The RIL stock lost over 7% to close the session at Rs 2,408.95, after falling 8.82% in intra-day trades, recording an erosion of Rs 1.25 trillion in its market capitalisation. With this, RIL’s year-to-date gains are down to 1.7%, having outperformed the Sensex between January and Thursday.
Stocks of other oil players also lost value, sending the BSE energy index down by nearly 4% to 7,635.10. The Sensex gave up 111.01 points or 0.21% to end at 52,907.93.

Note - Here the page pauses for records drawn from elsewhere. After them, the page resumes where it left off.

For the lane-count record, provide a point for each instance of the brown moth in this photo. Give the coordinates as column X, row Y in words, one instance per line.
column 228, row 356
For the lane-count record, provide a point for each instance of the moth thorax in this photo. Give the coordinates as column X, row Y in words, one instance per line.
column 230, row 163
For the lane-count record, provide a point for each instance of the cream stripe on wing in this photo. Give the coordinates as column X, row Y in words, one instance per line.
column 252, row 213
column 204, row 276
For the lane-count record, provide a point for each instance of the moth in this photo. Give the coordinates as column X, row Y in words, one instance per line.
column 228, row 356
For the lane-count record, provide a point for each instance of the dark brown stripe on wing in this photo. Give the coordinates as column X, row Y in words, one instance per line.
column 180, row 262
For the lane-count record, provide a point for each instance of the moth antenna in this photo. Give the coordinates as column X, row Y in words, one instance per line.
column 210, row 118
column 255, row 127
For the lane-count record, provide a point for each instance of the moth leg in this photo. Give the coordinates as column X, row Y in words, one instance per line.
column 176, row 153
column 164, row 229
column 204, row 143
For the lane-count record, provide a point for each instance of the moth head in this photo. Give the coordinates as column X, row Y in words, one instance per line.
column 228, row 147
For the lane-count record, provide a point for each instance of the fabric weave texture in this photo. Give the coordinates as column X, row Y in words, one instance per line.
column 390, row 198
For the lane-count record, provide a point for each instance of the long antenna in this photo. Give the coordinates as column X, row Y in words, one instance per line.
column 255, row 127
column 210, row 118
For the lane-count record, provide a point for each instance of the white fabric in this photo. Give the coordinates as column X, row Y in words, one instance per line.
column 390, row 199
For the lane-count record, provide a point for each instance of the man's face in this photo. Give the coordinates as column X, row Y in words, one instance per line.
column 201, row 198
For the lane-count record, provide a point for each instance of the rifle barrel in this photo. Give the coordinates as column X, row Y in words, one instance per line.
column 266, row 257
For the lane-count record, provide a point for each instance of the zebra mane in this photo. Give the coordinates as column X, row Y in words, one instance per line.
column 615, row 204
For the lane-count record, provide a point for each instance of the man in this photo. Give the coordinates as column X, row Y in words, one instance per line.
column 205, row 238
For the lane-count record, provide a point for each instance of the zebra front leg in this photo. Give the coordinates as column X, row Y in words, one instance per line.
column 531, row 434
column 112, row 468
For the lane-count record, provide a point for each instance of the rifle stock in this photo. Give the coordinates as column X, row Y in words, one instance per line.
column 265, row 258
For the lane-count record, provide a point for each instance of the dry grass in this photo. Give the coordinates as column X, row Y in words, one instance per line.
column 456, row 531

Analysts at Morgan Stanley wrote that assuming the full impact of the regulations on both diesel and gasoline, RIL’s GRM would be negatively impacted by $6-8/bbl realistically compared with last week’s margin of $24-26/bbl. “This would still be above our base case estimates on earnings. Every $1/bbl impacts RIL’s earnings by 2.5-3%,” they observed, adding that most other refiners sell most of their output in the home market, and consequently, the impact on their earnings would be limited. The brokerage believes the condition that half of the refined products must compulsorily be sold locally does not apply to SEZ & DTA refiners like RIL.
Analysts at Jefferies observed that if RIL’s SEZ refinery is exempted from the tax, the impact on GRMs will be just $1 per barrel. The brokerage has a price target of Rs 2,950 for the stock and expects a significant upgrade to RIL’s operating profit from refining.
Most other oil players, such as Oil India, MRPL, Chennai Petro and Hindustan Oil Exploration Company, yielded ground, losing anywhere between 3% and 15%. Shares of Oil India posted their record single-day fall of 15.1%. Shares of Chennai Petroleum slipped 5.2% to close the session at Rs 297.20 whereas Mangalore Refinery & Petrochemicals closed 10% down at Rs 81.55 on the BSE.